The time series of speeds does not repeat the features of a number of facts. This problem can arise if the model performs well on average, but overpredicts in some segments and underestimates in others. For example, in the graph below, a number of forecasts are decreasing, while a number of facts are increasing. In such a case, we extended with a moving average.
Hidden text
x | y_fact | y_pred |
1 | 37 | 70 |
2 | 91 | 4 |
3 | 78 | 58 |
4 | 47 | 83 |
5 | 37 | 52 |
6 | 47 | 33 |
7 | 115 | 40 |
8 | 81 | -3 |
9 | 115 | 38 |
10 | 62 | 0 |
eleven | 35 | 63 |
12 | 41 | -14 |
13 | 47 | 4 |
14 | 129 | 48 |
15 | 62 | 10 |
16 | 135 | 21 |
17 | 68 | -6 |
18 | 72 | -21 |
19 | 81 | 21 |
20 | 98 | -53 |
21 | 157 | -41 |
22 | 150 | -27 |
23 | 107 | 7 |
24 | 164 | -64 |
25 | 140 | -67 |
26 | 176 | -64 |
27 | 93 | -62 |
28 | 154 | -14 |
29 | 114 | -7 |
thirty | 139 | -85 |
31 | 158 | -51 |
32 | 143 | -38 |
33 | 120 | -54 |
34 | 118 | -62 |
35 | 148 | -60 |
36 | 157 | -8 |
37 | 160 | -63 |
38 | 200 | -53 |
39 | 148 | -38 |
40 | 181 | -102 |
41 | 208 | -114 |
42 | 143 | -76 |
43 | 167 | -100 |
44 | 140 | -80 |
45 | 221 | -54 |
46 | 145 | -117 |
47 | 197 | -84 |
48 | 229 | -95 |
49 | 202 | -74 |
50 | 247 | -75 |
51 | 201 | -119 |
52 | 160 | -151 |
53 | 241 | -132 |
54 | 250 | -102 |
55 | 230 | -98 |
56 | 191 | -163 |
57 | 250 | -106 |
58 | 270 | -146 |
59 | 258 | -102 |
60 | 254 | -115 |
3. The first 1-3 months of the forecast “jump” or have a different character of the curve. (convex upward).
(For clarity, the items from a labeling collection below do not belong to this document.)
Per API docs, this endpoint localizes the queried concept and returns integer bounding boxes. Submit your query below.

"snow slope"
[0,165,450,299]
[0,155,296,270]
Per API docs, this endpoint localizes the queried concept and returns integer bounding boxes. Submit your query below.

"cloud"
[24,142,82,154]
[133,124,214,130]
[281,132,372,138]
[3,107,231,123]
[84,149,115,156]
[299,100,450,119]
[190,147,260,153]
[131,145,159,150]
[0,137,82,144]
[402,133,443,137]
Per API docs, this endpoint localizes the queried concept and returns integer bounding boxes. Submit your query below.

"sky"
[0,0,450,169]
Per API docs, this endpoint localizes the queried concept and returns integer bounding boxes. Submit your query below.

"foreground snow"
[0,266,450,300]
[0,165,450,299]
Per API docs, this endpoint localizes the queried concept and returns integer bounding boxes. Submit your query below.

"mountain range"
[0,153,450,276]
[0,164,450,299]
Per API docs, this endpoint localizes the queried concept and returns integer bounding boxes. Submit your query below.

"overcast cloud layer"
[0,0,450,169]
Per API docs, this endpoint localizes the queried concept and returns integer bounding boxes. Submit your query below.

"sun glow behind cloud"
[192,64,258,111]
This problem occurs for fresh and inactive subscribers, because the models work worse for them. In this case, you can extrapolate the series starting from the 4-5th month of the forecast, or you can calculate a moving average with a window of 3 months and build statistical models on it.
Hidden text
y | y_regression | |
1 | 160 | 500 |
2 | 450 | 430.6853 |
3 | 440 | 390.1388 |
4 | 438 | 361.3706 |
5 | 350 | 339.0562 |
6 | 330 | 320.8241 |
7 | 345 | 305.409 |
8 | 348 | 292.0558 |
9 | 287.2775 | 280.2775 |
10 | 262.7415 | 269.7415 |
eleven | 258.2105 | 260.2105 |
12 | 248.5093 | 251.5093 |
13 | 247.5051 | 243.5051 |
14 | 227.0943 | 236.0943 |
15 | 232.195 | 229.195 |
16 | 225.7411 | 222.7411 |
17 | 207.6787 | 216.6787 |
18 | 217.9628 | 210.9628 |
19 | 195.5561 | 205.5561 |
20 | 207.4268 | 200.4268 |
21 | 200.5478 | 195.5478 |
22 | 186.8958 | 190.8958 |
23 | 188.4506 | 186.4506 |
24 | 183.1946 | 182.1946 |
25 | 172.1124 | 178.1124 |
26 | 173.1903 | 174.1903 |
27 | 173.4163 | 170.4163 |
28 | 175.7795 | 166.7795 |
29 | 153.2704 | 163.2704 |
thirty | 165.8803 | 159.8803 |
31 | 146.6013 | 156.6013 |
32 | 144.4264 | 153.4264 |
33 | 148.3492 | 150.3492 |
34 | 151.3639 | 147.3639 |
35 | 137.4652 | 144.4652 |
36 | 138.6481 | 141.6481 |
37 | 148.9082 | 138.9082 |
38 | 136.2414 | 136.2414 |
39 | 133.6438 | 133.6438 |
40 | 128.1121 | 131.1121 |
41 | 130.6428 | 128.6428 |
42 | 117.233 | 126.233 |
43 | 122.88 | 123.88 |
44 | 128,581 | 121,581 |
45 | 123.3338 | 119.3338 |
46 | 112.1359 | 117.1359 |
47 | 109.9852 | 114.9852 |
48 | 114.8799 | 112.8799 |
49 | 107,818 | 110,818 |
50 | 99.7977 | 108.7977 |
51 | 106.8174 | 106.8174 |
52 | 106.8756 | 104.8756 |
53 | 100.9708 | 102.9708 |
54 | 95.1016 | 101.1016 |
55 | 105.2667 | 99.26668 |
56 | 99.46483 | 97.46483 |
57 | 102.6949 | 95.69487 |
58 | 83.9557 | 93.9557 |
59 | 93.24626 | 92.24626 |
60 | 85.56554 | 90.56554 |
So far we have discussed which extrapolation approaches can be used to extend forecasts out to a 5-year horizon. The guys from the Beeline CLTV team will talk about what to do next with these indicators, as well as about the features of forecasting CLTV components very soon in the following articles.